I have decided my sister is dead to me. This is not a rash decision made in anger. This is from years of her drama (I spent hours one afternoon trying to talk her down when she was convinced her DIL had pushed her son off a cliff), her lies (I heard her telling my youngest that we planned his birth for December because Sagittariuses tend to be wealthy and he could support me in my old age...He was unplanned and quite a surprise) and over the years she told me one of our sisters was a hoarder and another was an alcoholic. This just scratches the surface. But the final straw is her supporting this regime that puts my children, their spouses and my grandchildren in danger. When the day of reckoning comes for all the atrocities committed by the gangsters and thugs--and it will come--I want it clear which side I was on, that I tried to help her, and she chose evil. I want it clear she is dead to me and I have nothing to do with her abetting the criminals.
Honey had a similar Sunday afternoon with a coworker. On the phone for 1.5hrs listening to the nonsense from this white supremicist. Honey told the guy he is a CHRINO--christian in name only.

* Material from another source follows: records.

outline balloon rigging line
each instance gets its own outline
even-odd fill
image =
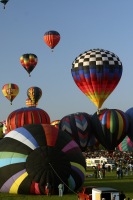
[[[54,171],[54,173],[56,174],[56,176],[58,176],[58,178],[61,180],[61,182],[69,189],[71,190],[74,194],[77,195],[76,192],[74,192],[74,190],[72,190],[66,183],[64,183],[64,181],[61,179],[61,177],[58,175],[58,173],[55,171],[55,169],[53,168],[53,166],[51,165],[51,163],[49,163],[50,167],[52,168],[52,170]]]

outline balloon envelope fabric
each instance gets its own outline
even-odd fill
[[[122,76],[123,66],[117,55],[104,49],[90,49],[72,63],[72,77],[78,88],[101,108]]]
[[[7,133],[28,124],[50,124],[50,117],[46,111],[36,107],[14,110],[6,120]]]
[[[104,109],[92,116],[95,136],[107,150],[115,150],[126,137],[129,120],[126,113],[118,109]]]
[[[71,135],[81,150],[85,151],[91,138],[91,116],[85,112],[66,115],[60,120],[59,129]]]
[[[49,182],[58,194],[62,181],[67,193],[82,186],[85,158],[68,134],[49,124],[30,124],[0,141],[0,177],[0,192],[41,195]]]
[[[122,140],[122,142],[118,145],[118,149],[120,151],[133,152],[133,142],[128,136],[126,136],[124,140]]]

Both of us emotionally exhausted by our afternoons and the weekend in its entirety, I reassured him we are doing all we can do. Others do more, yes, but we are still contributing.
Otherwise....I had two 🧊 alerts yesterday where I bundled up and patrolled, one in the retail area and one by the school area where they hold Hmong church service and across the street from that where Nigerians gather to worship. The first 🧊 alert ting on my phone, I wailed, "Noooo I can't do this today." And then that voice deep in my heart said "Yes you can. You don't get to choose. This is required."
In the sorrow and the despair, I forgot to make a batch of dinner for this week! It will have to be single portion, frozen leftovers.
I have a feeling this entry is going to look really gross when I finally save it. Oh well. I had to save the text conversation for posterity.